Vi è necessità di una “nuova agricoltura” (Polyxeni et al., 2016) in grado di preservare la qualità dei suoli, la salubrità del cibo e quindi della salute umana perché ormai, “aumentare la percentuale di agricoltura che utilizza metodi biologici e sostenibili non è una scelta, è una necessità. Non possiamo semplicemente continuare a produrre cibo senza prenderci cura del nostro suolo, dell’acqua e della biodiversità” . I costi umani, sociali ed economici correlati all’esposizione a pesticidi non sono più tollerabili ed affinché non debba ulteriormente crescere l’elenco delle “Lezioni imparate in ritardo da pericoli conosciuti in anticipo” (EEA, 2013) si devono promuovere senza esitazioni attività produttive ed agricole che non prevedano l’uso della chimica di sintesi, quali i metodi di tipo biologico/biodinamico, in grado di rispettare e preservare non solo l’ambiente in cui viviamo, ma soprattutto la salute umana ed in special modo quella delle generazioni a venire.
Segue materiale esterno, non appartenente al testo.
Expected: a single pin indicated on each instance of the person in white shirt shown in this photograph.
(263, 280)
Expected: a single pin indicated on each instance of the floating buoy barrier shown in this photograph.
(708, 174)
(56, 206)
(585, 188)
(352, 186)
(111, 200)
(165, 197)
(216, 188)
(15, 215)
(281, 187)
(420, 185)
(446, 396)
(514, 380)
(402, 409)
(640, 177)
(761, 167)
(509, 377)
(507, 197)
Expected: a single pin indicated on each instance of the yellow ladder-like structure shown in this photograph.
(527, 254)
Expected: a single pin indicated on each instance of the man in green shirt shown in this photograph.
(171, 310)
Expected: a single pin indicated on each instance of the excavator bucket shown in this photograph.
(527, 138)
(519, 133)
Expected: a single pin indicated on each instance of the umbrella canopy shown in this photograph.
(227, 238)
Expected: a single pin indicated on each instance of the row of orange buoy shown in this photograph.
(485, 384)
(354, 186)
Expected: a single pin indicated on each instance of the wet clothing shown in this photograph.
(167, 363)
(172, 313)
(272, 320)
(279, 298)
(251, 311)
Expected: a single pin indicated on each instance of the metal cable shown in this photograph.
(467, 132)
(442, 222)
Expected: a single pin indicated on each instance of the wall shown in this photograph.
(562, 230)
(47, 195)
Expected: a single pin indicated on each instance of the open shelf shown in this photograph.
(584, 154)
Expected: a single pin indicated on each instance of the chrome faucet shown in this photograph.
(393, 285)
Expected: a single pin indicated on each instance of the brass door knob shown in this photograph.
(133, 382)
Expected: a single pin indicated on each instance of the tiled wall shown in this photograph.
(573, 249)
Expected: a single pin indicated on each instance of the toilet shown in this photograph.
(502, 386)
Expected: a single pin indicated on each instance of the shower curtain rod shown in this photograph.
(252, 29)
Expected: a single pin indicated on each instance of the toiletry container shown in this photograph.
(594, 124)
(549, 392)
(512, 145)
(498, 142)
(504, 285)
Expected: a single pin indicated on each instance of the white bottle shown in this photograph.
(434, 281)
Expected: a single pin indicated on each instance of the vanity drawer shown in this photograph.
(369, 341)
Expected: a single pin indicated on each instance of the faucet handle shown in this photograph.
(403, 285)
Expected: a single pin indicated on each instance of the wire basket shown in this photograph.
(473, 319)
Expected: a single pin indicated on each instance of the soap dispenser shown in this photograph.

Su questo tipo d’inquinamento, temibile quanto silenzioso, sarebbe auspicabile avere un’interrogazione parlamentare, per verificare se, quanto e fino a che punto intere strutture amministrative (dello Stato, delle Regioni e Province Autonome, delle Province e dei Comuni, fino ai condomini e ai consorzi privati) abbiano messo da parte le preoccupazioni per la salute pubblica per seguire e favorire specifici interessi economici. A tal fine, riteniamo opportuno raccogliere in una sede sintetica una serie di informazioni sui principali prodotti diffusi nell’ambiente italiano dalle attività agricole. Queste sostanze sono per la maggior parte come minimo dannose per l’ambiente, e agiscono in sinergia tra di loro e con altri contaminanti ambientali, incidendo fortemente sugli ambienti naturali e sulla stessa salute umana.
Alcune di esse si ritrovano costantemente nelle acque superficiali e sotterranee, altre si rintracciano con frequenze inquietanti anche nei nostri cibi e nel vino. Una gran parte di esse, infine, è stata riconosciuta responsabile della crisi delle api e di altri impollinatori in tutto il mondo.